6. Belajar yang bermakna diperoleh siswa dengan melakukannya.
7. Belajar diperlancar bilamana siswa dilibatkan dalam proses belajar dan ikut bertanggungjawab terhadap proses belajar itu.
8. Belajar inisiatif sendiri yang melibatkan pribadi siswa seutuhnya, baik perasaan maupun intelek, merupakan cara yang dapat memberikan hasil yang mendalam dan lestari.
9. Kepercayaan terhadap diri sendiri, kemerdekaan, kreativitas, lebih mudah dicapai terutama jika siswa dibiasakan untuk mawas diri dan mengritik dirinya sendiri dan penilaian dari orang lain merupakan cara kedua yang penting.
10. Belajar yang paling berguna secara sosial di dalam dunia modern ini adalah belajar mengenai proses belajar, suatu keterbukaan yang terus menerus terhadap pengalaman dan penyatuannya ke dalam diri sendiri mengenai proses perubahan itu.
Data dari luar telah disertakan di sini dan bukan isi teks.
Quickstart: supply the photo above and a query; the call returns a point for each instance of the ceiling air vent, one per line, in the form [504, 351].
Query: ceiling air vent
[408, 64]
3. Teori Belajar Kognitif menurut Piaget (Jean Piaget)
Piaget merupakan salah seorang tokoh yang disebut-sebut sebagai pelopor aliran konstruktivisme. Salah satu sumbangan pemikirannya yang banyak digunakan sebagai rujukan untuk memahami perkembangan kognitif individu yaitu teori tentang tahapan perkembangan individu. Menurut Piaget bahwa perkembangan kognitif individu meliputi empat tahap yaitu : (1) sensory motor; (2) pre operational; (3) concrete operational dan (4) formal operational. Pemikiran lain dari Piaget tentang proses rekonstruksi pengetahuan individu yaitu asimilasi dan akomodasi
Dikemukakannya pula, bahwa belajar akan lebih berhasil apabila disesuaikan dengan tahap perkembangan kognitif peserta didik. Peserta didik hendaknya diberi kesempatan untuk melakukan eksperimen dengan obyek fisik, yang ditunjang oleh interaksi dengan teman sebaya dan dibantu oleh pertanyaan tilikan dari guru. Guru hendaknya banyak memberikan rangsangan kepada peserta didik agar mau berinteraksi dengan lingkungan secara aktif, mencari dan menemukan berbagai hal dari lingkungan.

4. Teori Belajar Gestalt
Gestalt berasal dari bahasa Jerman yang mempunyai padanan arti sebagai “bentuk atau konfigurasi”. Pokok pandangan Gestalt adalah bahwa obyek atau peristiwa tertentu akan dipandang sebagai sesuatu keseluruhan yang terorganisasikan.
Terdapat empat asumsi yang mendasari pandangan Gestalt, yaitu:
a. Perilaku “Molar“ hendaknya banyak dipelajari dibandingkan dengan perilaku “Molecular”. Perilaku “Molecular” adalah perilaku dalam bentuk kontraksi otot atau keluarnya kelenjar, sedangkan perilaku “Molar” adalah perilaku dalam keterkaitan dengan lingkungan luar. Berlari, berjalan, mengikuti kuliah, bermain sepakbola adalah beberapa perilaku “Molar”. Perilaku “Molar” lebih mempunyai makna dibanding dengan perilaku “Molecular”.
b. Hal yang penting dalam mempelajari perilaku ialah membedakan antara lingkungan geografis dengan lingkungan behavioral. Lingkungan geografis adalah lingkungan yang sebenarnya ada, sedangkan lingkungan behavioral merujuk pada sesuatu yang nampak. Misalnya, gunung yang nampak dari jauh seolah-olah sesuatu yang indah. (lingkungan behavioral), padahal kenyataannya merupakan suatu lingkungan yang penuh dengan hutan yang lebat (lingkungan geografis).
c. Organisme tidak mereaksi terhadap rangsangan lokal atau unsur atau suatu bagian peristiwa, akan tetapi mereaksi terhadap keseluruhan obyek atau peristiwa. Misalnya, adanya penamaan kumpulan bintang, seperti : sagitarius, virgo, pisces, gemini dan sebagainya adalah contoh dari prinsip ini. Contoh lain, gumpalan awan tampak seperti gunung atau binatang tertentu.
d. Pemberian makna terhadap suatu rangsangan sensoris adalah merupakan suatu proses yang dinamis dan bukan sebagai suatu reaksi yang statis. Proses pengamatan merupakan suatu proses yang dinamis dalam memberikan tafsiran terhadap rangsangan yang diterima.
Aplikasi Teori Belajar Sebagai Landasan Pembelajaran Perkembangan teori belajar cukup pesat. Berikut ini adalah teori belajar dan aplikasinya dalam kegiatan pembelajaran.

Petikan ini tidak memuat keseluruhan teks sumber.